SHAP produces a collection of feature weights that may be used to offer explanations for the model’s predictions. These weights factor in the interplay between features, offering a detailed and refined understanding of the model’s functioning. Essentially, SHAP determines the Shapley value for each feature as a participant within the trained model. This involves evaluating all potential feature combinations, which is time-intensive. However, it’s recognized that SHAP can be efficiently computed for models with tree-like structures.

Local interpretable model-agnostic explanations (LIME)

The term LIME is an abbreviation for “local interpretable model-agnostic explanations”. This method, irrespective of the underlying model, is used to investigate the connection between input parameters and the output of a pre-trained model44. Fundamentally, LIME operates by approximating the behavior of a complex model near a specific data point. It does so by training a simpler and more interpretable model, often a linear model, on a subset of the original data centered around the instance of interest45. The subset of data is formed by changing the instance’s characteristics while keeping the label constant. By observing how the simpler model behaves in these disrupted instances, we can understand how the original model might behave. The explanations offered by LIME for a given observation x are represented mathematically as46

$$\begin{aligned} \phi(x)=\operatorname*{argmin}_{g\in G} L(f,g,\pi_{x})+\Omega(g)\end{aligned}$$
(3)

In the given equation, G represents the collection of interpretable models, such as linear models and decision trees. The explanation, viewed as a model, is denoted by \(g\in G\). Meanwhile, f corresponds to the function mapping from \(\mathbb {R}^{d}\) to \(\mathbb {R}\). The term \(\pi _{x}(z)\) signifies the proximity measure between an instance z and x. The complexity measure of the explanation \(g\in G\) is captured by \(\Omega (g)\). LIME’s operational approach minimizes the loss function (L) without making assumptions about f. This is important since LIME’s distinguishing feature is its model-agnostic nature. The size of L indicates the difference between the approximation of f by g in the region described by \(\pi _x\), indicating the fidelity of the approximation. The steps involved in the LIME process are generally as follows43: (1) Select the specific data points for which an explanation of the model’s prediction is desired. (2) Create new data points by randomly perturbing the features of the selected instance while keeping the label constant. (3) Predict the outcome for each altered data point from the complex black-box model and record the related input features. (4) Train an interpretable model like an LR or DT using the input variables and target values. (5) The coefficients from the interpretable model provide insights into which features exert the most significant impact on the prediction for a given instance.

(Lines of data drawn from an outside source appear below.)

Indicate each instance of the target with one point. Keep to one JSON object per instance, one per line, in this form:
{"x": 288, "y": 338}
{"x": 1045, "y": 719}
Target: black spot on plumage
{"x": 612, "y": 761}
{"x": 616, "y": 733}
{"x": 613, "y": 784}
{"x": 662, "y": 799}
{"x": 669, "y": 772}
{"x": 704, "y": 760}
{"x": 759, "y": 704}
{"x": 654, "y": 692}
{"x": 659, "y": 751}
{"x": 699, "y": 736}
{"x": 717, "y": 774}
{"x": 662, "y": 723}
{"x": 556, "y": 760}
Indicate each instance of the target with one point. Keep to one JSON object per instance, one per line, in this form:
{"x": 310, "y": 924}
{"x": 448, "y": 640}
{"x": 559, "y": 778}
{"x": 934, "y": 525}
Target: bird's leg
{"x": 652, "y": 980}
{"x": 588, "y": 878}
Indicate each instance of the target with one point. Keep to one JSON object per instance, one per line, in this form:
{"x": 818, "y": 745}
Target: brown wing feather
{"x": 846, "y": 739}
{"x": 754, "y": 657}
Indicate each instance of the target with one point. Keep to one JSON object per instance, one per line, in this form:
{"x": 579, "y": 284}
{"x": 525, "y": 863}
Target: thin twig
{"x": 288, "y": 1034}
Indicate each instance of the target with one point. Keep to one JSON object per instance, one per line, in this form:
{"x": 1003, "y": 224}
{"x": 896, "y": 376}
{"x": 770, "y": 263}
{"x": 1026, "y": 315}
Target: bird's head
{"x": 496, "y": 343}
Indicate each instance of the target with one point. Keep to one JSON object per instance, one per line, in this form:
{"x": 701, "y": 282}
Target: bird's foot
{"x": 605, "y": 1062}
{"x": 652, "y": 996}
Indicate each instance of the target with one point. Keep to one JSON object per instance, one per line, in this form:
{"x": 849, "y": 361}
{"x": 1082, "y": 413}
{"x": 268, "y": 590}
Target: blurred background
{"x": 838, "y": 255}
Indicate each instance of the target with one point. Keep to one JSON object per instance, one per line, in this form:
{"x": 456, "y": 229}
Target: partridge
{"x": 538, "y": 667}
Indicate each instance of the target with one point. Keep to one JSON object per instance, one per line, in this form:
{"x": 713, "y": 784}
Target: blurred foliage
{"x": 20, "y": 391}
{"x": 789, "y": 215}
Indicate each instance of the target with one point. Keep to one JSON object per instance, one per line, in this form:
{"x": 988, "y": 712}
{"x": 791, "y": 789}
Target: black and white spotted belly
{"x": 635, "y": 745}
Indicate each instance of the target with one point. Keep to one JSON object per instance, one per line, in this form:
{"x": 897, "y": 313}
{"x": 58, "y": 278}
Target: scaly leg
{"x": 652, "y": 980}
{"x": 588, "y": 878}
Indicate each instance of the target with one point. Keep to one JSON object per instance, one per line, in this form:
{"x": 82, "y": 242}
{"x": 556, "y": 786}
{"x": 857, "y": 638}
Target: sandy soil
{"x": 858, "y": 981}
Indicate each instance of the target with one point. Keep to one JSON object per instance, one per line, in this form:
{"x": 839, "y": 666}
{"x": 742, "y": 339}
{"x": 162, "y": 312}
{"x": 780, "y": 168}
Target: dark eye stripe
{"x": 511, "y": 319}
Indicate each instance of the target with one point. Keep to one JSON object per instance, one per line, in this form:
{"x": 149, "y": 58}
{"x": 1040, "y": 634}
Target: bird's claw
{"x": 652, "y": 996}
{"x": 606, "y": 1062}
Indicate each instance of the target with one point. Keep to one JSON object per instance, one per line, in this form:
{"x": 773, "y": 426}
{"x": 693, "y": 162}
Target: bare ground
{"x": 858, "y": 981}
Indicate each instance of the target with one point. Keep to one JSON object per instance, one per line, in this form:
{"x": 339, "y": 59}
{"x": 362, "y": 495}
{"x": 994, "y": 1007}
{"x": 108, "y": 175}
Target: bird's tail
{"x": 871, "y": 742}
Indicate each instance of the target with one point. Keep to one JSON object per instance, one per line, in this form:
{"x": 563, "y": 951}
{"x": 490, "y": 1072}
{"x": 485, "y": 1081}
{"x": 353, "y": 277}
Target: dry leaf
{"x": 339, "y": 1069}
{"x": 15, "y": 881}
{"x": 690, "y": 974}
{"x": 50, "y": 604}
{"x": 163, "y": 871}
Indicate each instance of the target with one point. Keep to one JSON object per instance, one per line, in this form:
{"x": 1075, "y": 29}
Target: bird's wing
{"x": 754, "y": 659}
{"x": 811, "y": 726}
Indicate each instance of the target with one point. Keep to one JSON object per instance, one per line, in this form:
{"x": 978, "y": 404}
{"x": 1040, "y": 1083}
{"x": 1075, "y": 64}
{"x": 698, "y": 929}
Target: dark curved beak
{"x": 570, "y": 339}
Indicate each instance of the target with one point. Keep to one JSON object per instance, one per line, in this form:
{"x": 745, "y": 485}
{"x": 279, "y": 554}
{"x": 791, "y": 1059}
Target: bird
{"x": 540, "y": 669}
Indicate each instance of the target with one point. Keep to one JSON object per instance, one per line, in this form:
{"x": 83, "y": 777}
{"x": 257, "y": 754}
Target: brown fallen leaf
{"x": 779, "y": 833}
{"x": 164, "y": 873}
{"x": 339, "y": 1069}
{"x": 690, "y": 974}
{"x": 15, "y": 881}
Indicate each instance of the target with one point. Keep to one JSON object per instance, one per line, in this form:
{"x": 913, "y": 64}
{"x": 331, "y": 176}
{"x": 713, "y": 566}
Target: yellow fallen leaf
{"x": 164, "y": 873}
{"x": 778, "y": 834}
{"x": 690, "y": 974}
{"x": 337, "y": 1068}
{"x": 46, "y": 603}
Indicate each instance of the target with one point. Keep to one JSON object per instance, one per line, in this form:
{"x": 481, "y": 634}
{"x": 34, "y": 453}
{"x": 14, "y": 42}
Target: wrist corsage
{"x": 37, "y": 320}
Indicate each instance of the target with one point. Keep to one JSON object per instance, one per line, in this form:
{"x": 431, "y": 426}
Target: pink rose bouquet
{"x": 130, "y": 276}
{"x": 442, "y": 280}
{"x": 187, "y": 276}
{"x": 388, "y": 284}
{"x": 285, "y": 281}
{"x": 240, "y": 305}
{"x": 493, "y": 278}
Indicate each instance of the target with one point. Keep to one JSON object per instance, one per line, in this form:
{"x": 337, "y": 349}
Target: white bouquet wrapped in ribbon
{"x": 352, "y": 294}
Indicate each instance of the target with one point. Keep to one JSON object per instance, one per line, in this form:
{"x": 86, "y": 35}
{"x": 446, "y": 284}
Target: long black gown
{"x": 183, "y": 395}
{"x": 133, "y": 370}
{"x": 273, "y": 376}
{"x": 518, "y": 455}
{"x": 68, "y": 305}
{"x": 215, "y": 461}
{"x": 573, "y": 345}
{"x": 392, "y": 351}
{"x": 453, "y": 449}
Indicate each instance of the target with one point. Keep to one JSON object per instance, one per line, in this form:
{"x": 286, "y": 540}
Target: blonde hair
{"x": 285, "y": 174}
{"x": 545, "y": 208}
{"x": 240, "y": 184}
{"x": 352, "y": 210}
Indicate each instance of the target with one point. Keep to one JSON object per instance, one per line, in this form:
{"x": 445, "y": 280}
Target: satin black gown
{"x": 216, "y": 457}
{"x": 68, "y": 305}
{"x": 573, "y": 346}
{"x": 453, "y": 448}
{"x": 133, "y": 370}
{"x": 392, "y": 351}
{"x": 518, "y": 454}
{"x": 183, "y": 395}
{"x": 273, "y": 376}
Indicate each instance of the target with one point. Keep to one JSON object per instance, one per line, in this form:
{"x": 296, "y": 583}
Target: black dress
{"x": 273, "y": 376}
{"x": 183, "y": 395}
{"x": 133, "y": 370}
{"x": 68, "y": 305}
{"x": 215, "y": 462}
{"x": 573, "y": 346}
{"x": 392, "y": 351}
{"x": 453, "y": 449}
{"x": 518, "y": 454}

The key advantage of LIME is its model-agnostic characteristics. It does not matter if you have a decision tree, a neural network, or any other type of classifier; LIME can be applied similarly to explain its predictions. However, it is important to mention that LIME provides local explanations, i.e., individual predictions. It does not necessarily capture the global behavior of the model.

Performance evaluation

The experimental procedure for implementing ML algorithms was executed exclusively in Python 3.9. The patients were divided into training and testing sets using a random allocation method, with a ratio of 7:3. Furthermore, to improve the performance of ML models, the researchers have incorporated the stratified k-fold cross-validation (SKCV) method, as described in Prusty et al.47. The primary advantage of SKCV is that it ensures that each fold retains the same proportion of each class as the whole dataset. This reduces the likelihood of creating a fold with very few instances of the minority class. By preserving the class distribution in each fold, SKCV provides a more reliable estimate of the model’s performance. This reduces the variance that might result from non-stratified k-fold cross-validation, especially in imbalanced scenarios48,49.

In this study, a 10-fold stratified cross-validation (CV) approach was utilized. The training data is first split into 10 folds. The model is subsequently trained on nine folds and validated on the remaining fold. This procedure is repeated ten times with a different fold for validation. The average performance across these iterations indicates the model’s overall generalization capability. The receiver operating characteristic (ROC) curve was used as the assessment measure once the models were finalized to confirm their efficacy further. To ensure the robustness of the ML algorithms, the classification tasks were iterated five times. The performance assessment of the ML model was carried out using a variety of metrics, encompassing accuracy (Acc), sensitivity (Sen), specificity (Spe), and the F-score, as defined in Eqs. (4), (5), (6), and (7), respectively.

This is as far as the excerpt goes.